Le clou de sa sortie devait amortir le choc de l'annonce que ces 25 000 futurs Canadiens ne débarqueraient pas tous avant la fin de 2015, comme promis pendant la récente campagne électorale. Un nouvel échéancier prévoit l'arrivée de 10 000 réfugiés d'ici Noël. Les 15 000 supplémentaires arriveront au cours des mois de janvier et février 2016.

M. McCallum, ministre de l'Immigration, des Réfugiés et de la Citoyenneté, a multiplié les précautions pour faire passer cette rupture de l'engagement électoral en une manoeuvre de prudence au lendemain de nombreuses attaques terroristes par des islamistes à Paris, au Mali, au Liban et ailleurs. Si le gouvernement conservateur de Stephen Harper misait sur la sécurité avant les gestes humanitaires, les libéraux ne veulent pas pour autant courir de risque en précipitant l'arrivée de réfugiés du Proche-Orient parmi lesquels pourraient se faufiler des fous d'Allah.

Les Canadiens doivent faire preuve d'indulgence envers ce nouveau gouvernement et sa «promesse brisée». LeDroit avait d'ailleurs conseillé cette voie de la prudence, qualifiant d'«ambitieux» l'objectif de 25 000 réfugiés (18 novembre).

Mardi, M. McCallum a confirmé les grands principes de l'opération, mais a été avare d'autres détails.

Les questions d'immigration sont cruciales pour le Québec, qui a négocié des ententes avec le fédéral dans ce domaine, ainsi que pour les communautés minoritaires francophones dans le reste du pays qui misent sur ce phénomène pour grossir leurs rangs. Qu'en est-il de la francisation? Québec ne doit certainement pas créer une brèche dans la Loi 101 et permettre la scolarisation en anglais de ces centaines d'enfants, et leurs parents doivent savoir d'emblée que s'ils aboutissent au Québec, qu'ils apprendront le français en priorité.

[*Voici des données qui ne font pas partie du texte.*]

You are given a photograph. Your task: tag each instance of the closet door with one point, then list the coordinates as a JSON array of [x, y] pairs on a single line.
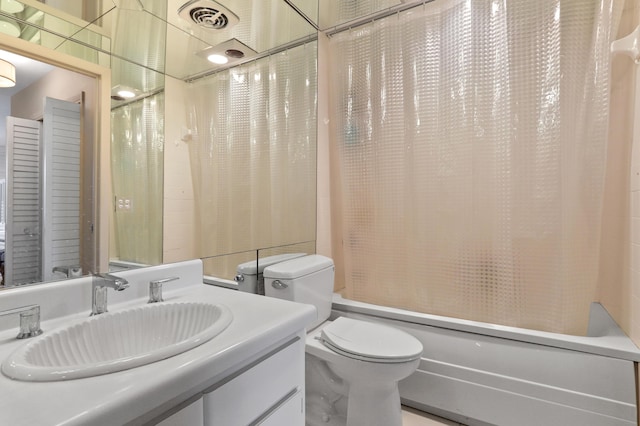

Le Québec a des principes ou n'en a pas.

De la même manière, ceux qui montreraient une ouverture à apprendre le français, ou le possèdent déjà en tout ou en partie, devraient se voir offrir la possibilité de s'intégrer dans des communautés francophones en Ontario ou ailleurs au pays. Les Francos ont besoin d'eux. À ce titre, il paraît risqué que toute cette immigration soit dirigée dans quelques grands centres urbains au Canada, à moins qu'il y ait là des Syriens prêts à faciliter leur accueil.

Par ailleurs, il n'est pas question que les nouveaux arrivants obtiennent plus - ni moins! - de services que les Canadiens.

Le système de santé au Québec est fragile et les Québécois ont de la difficulté à avoir un médecin de famille, par exemple. Dans plusieurs quartiers, les écoles fonctionnent à capacité. Le temps de spécialistes en pédagogie est une denrée rare - et encore plus avec les mesures d'austérité du gouvernement de Philippe Couillard. Idem pour l'accès à du logement subventionné, à des aides à l'emploi, etc.

Les gouvernements doivent en être conscients. Il paraîtrait fort mal que des réfugiés à peine débarqués en sol canadien jouissent d'un traitement de faveur auquel la population locale n'a pas accès, elle qui leur ouvre déjà généreusement sa porte. Ni plus, ni moins de services, voilà ce à quoi l'État doit s'engager pour que cette opération humanitaire soit couronnée de succès.